Eric J. Stanek, of Medco Health Solutions in Franklin Lakes, N.J., and colleagues compared one-year outcomes in 16,690 patients, including 41 percent who took a proton pump inhibitor for more than nine months of the year.
Compared to patients who didn't take proton pump inhibitors, the researchers found that proton pump inhibitor users had a 51 percent increased risk of major adverse cardiovascular events. They also found that the increased risk ranged from 39 percent in omeprazole and lansoprazole users to 57 percent in esomeprazole users and 61 percent in pantoprazole users.

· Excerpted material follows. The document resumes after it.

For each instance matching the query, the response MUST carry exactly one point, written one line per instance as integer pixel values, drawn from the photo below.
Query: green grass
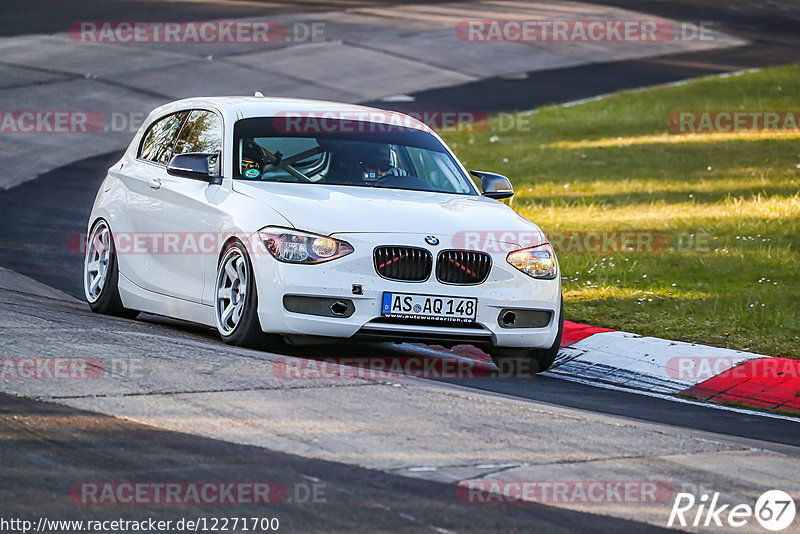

"Given the large number of patients who undergo coronary stent procedures each year, and the recommended and wide use of clopidogrel following this procedure, our findings have implications for many thousands of patients across the United States," Stanek said in a statement. "Clopidogrel should continue to be taken as prescribed, and the need for proton pump inhibitor therapy should be carefully evaluated to ensure that it is prescribed only when clearly indicated."
This study was supported by Medco Health Solutions Inc.